Le dirigeant d’entreprise est-il une espèce en voie de disparition ? On peut raisonnablement se poser la question dans cette France du XXIème siècle quand on entend et on lit toute sorte de chose sur les affres et les pressions subies par cette catégorie socio-professionnelle depuis si longtemps, qui elle, ne prend jamais le temps de descendre dans la rue pour manifester, banderoles et drapeaux à la main dès que l’occasion se présente !
D’ailleurs, par dirigeant d’entreprise, il faut naturellement éliminer de ces propos qui vont suivre les patrons des grandes multinationales flirtant avec les milliards d’euros de résultats et un train de vie somptuaire, qui vivent sur une autre planète, à des années-lumière de la réalité quotidienne et des vicissitudes constantes d’un artisan, d’un commerçant, d’un exploitant agricole, d’un indépendant, d’un patron de PME/PMI, d’un auto-entrepreneur…
Des personnes qui souffrent de leur isolement, de leurs craintes de faire tourner convenablement en y garantissant les emplois et le carnet de commande leur entreprise confrontée à la dure réalité du monde économique, institutionnel et politique d’aujourd’hui en proie à une parfaite déliquescence morale et humaine.
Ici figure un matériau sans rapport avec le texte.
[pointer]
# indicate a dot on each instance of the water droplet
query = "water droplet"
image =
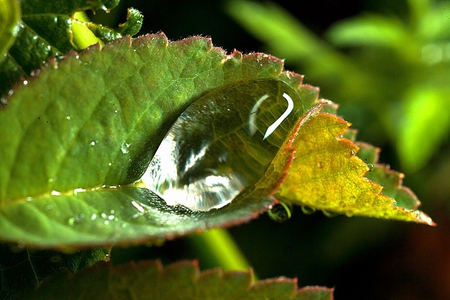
(308, 210)
(349, 213)
(56, 259)
(124, 148)
(223, 143)
(280, 212)
(329, 214)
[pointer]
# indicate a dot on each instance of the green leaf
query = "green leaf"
(9, 19)
(368, 30)
(90, 138)
(182, 280)
(325, 174)
(424, 124)
(24, 268)
(47, 30)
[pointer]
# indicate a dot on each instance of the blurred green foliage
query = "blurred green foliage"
(394, 68)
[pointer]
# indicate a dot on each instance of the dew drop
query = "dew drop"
(280, 212)
(349, 213)
(124, 148)
(223, 143)
(329, 214)
(308, 210)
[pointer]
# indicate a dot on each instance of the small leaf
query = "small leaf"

Des personnes qui sont parfois obligées de mettre la clé sous le paillasson en passant par la case du dépôt de bilan et de faillite…
Les temps changent, nous y voilà !
Les temps changent avaient annoncé de manière prémonitoire le chanteur américain Bob DYLAN au début des années 60, nous y voilà cette fois-ci, et dans le dur. Le très dur, même pour ces femmes et ces hommes ayant choisi de porter sur les fonts baptismaux de la création une entreprise qui aujourd’hui doit faire face à la succession de crises depuis le début de cette décennie.
Quand ce n’est pas la crise sanitaire imputable à la COVID et à ses confinements répétitifs (malgré des prêts garantis par l’Etat qu’il aura bien fallu rembourser in fine et qui ont endetté un peu plus le pays !), c’est au tour des soubresauts belliqueux de la guerre et de ses incertitudes de frapper de plein fouet ces boîtes parfois familiales qui ne savent plus où donner de la tête afin de conserver le cap et ses objectifs. Et naturellement sa trésorerie !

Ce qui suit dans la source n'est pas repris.